Flatlander - Larry Niven [153]
More to the point, how can I give you a fair puzzle?
With great difficulty, that’s how. There’s nothing impossible about it. You can trust John Dickson Carr, and me, not to bring a secret passageway into a locked-room mystery. If there’s an X-ray laser involved, I’ll show it to you. If I haven’t shown you an invisible man, there isn’t one. If the ethics of Belt and lunie societies are important, I’ll go into detail on the subject.

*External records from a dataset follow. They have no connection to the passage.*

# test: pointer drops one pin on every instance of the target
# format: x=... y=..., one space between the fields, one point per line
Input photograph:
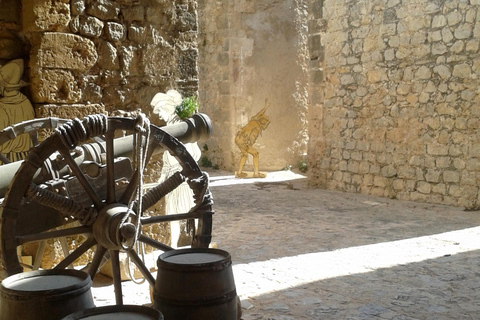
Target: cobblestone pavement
x=302 y=253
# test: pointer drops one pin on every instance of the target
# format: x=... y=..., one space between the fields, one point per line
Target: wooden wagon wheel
x=30 y=127
x=111 y=217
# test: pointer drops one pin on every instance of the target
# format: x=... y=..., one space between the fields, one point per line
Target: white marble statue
x=14 y=108
x=179 y=200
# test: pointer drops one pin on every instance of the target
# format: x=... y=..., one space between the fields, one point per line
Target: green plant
x=188 y=107
x=302 y=166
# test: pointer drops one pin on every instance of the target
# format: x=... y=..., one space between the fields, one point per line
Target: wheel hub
x=110 y=232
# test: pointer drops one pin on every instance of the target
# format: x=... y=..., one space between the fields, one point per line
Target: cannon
x=87 y=180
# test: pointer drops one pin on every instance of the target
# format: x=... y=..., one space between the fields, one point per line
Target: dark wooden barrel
x=117 y=313
x=196 y=284
x=45 y=294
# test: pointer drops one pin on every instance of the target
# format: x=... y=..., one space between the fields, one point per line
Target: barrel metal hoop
x=203 y=302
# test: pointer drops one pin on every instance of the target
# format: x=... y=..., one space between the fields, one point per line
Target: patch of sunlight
x=257 y=278
x=276 y=176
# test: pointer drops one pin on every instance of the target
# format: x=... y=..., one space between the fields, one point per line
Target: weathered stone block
x=68 y=111
x=115 y=31
x=11 y=46
x=108 y=56
x=463 y=31
x=40 y=15
x=159 y=61
x=10 y=11
x=77 y=7
x=90 y=26
x=103 y=9
x=451 y=176
x=439 y=188
x=65 y=51
x=136 y=13
x=54 y=86
x=424 y=187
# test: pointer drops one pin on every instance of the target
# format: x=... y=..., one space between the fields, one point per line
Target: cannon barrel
x=196 y=128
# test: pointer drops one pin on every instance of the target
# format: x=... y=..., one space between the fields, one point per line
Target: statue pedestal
x=249 y=175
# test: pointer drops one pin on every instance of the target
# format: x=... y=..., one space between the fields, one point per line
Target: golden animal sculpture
x=246 y=137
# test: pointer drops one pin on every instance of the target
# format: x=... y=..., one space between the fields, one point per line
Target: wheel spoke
x=117 y=279
x=4 y=159
x=77 y=253
x=110 y=167
x=53 y=234
x=39 y=255
x=97 y=259
x=130 y=190
x=81 y=177
x=141 y=266
x=66 y=251
x=154 y=243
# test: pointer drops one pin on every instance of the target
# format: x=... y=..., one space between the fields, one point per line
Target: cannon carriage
x=86 y=181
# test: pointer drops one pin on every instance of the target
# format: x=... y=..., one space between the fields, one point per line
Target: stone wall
x=250 y=51
x=12 y=44
x=109 y=55
x=394 y=98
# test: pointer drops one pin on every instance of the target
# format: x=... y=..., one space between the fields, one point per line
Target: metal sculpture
x=100 y=187
x=245 y=139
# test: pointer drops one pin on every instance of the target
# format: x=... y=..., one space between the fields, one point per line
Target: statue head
x=164 y=104
x=261 y=117
x=11 y=76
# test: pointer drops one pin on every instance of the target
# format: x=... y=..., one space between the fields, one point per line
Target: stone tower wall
x=250 y=51
x=394 y=98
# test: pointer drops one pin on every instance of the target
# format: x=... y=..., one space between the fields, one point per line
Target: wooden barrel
x=196 y=284
x=45 y=294
x=117 y=313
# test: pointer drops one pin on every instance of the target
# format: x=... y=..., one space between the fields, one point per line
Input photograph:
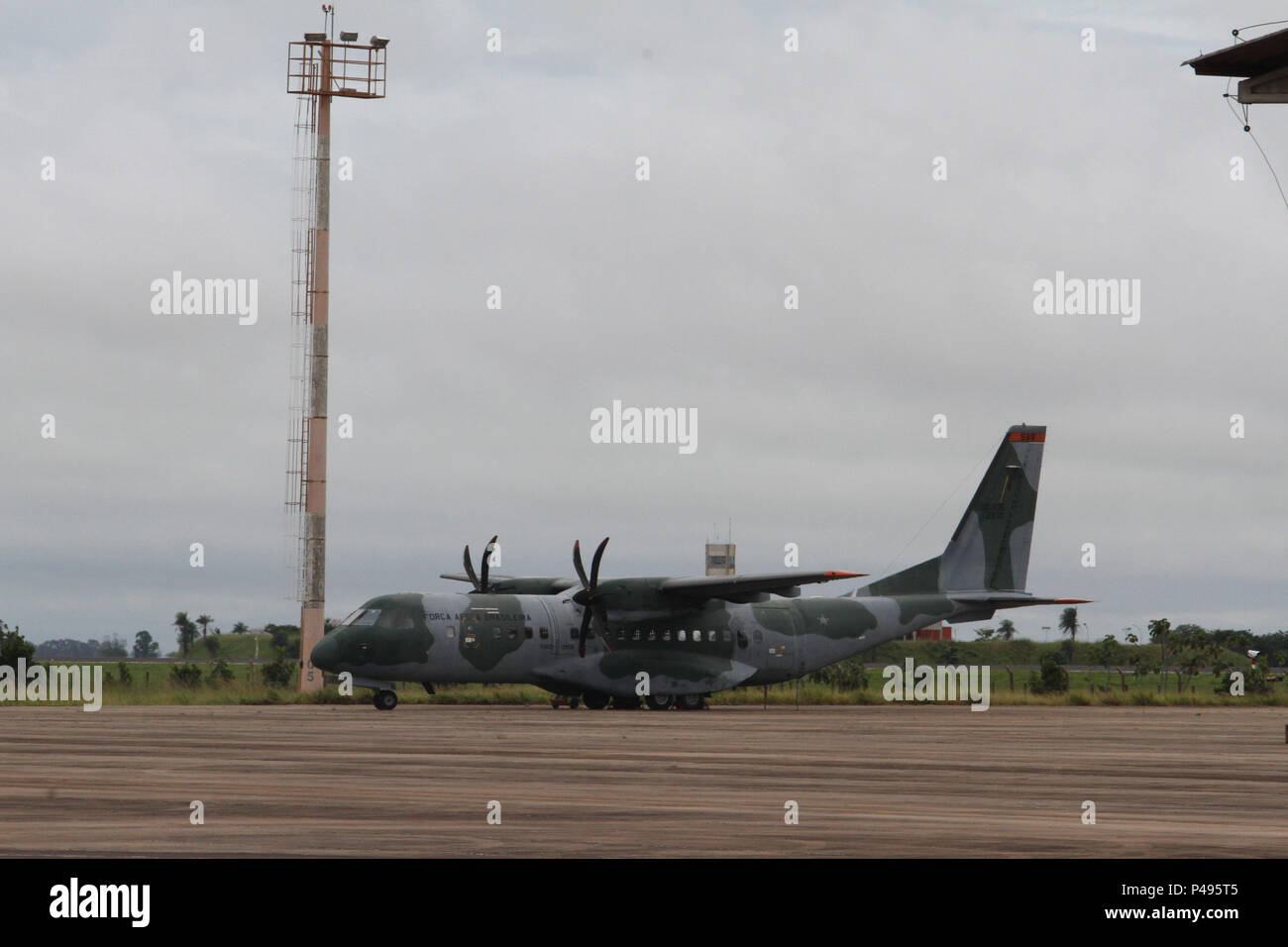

Detective and science fiction (and fantasy and police procedural) do have a lot in common. Internal consistency. Readers. All these genres attract readers who like a challenge, a puzzle. Whether it’s the odd disappearance of a weapon (a glass dagger hidden in a flower vase full of water) or the incomprehensibly violent behavior of a visiting alien (he needs a rest room, bad), the question is, What’s going on? The reader is entitled to his chance to out-think the author.
Much detective fiction, and most science fiction, is also sociological fiction. See Asimov’s The Caves of Steel and The Naked Sun, and Brunner’s Puzzle on Tantalus. Bester’s The Demolished Man is that, and is also an involuted psychological study, a subject well suited to its society of telepaths. Psychological studies are common in crime fiction, too. So are puzzles in basic science, like Asimov’s Wendell Urth stories. Garrett’s Lord Darcy operates in the world of working magic, but the stories are puzzles in internal consistency. Ellery Queen would feel at home with them.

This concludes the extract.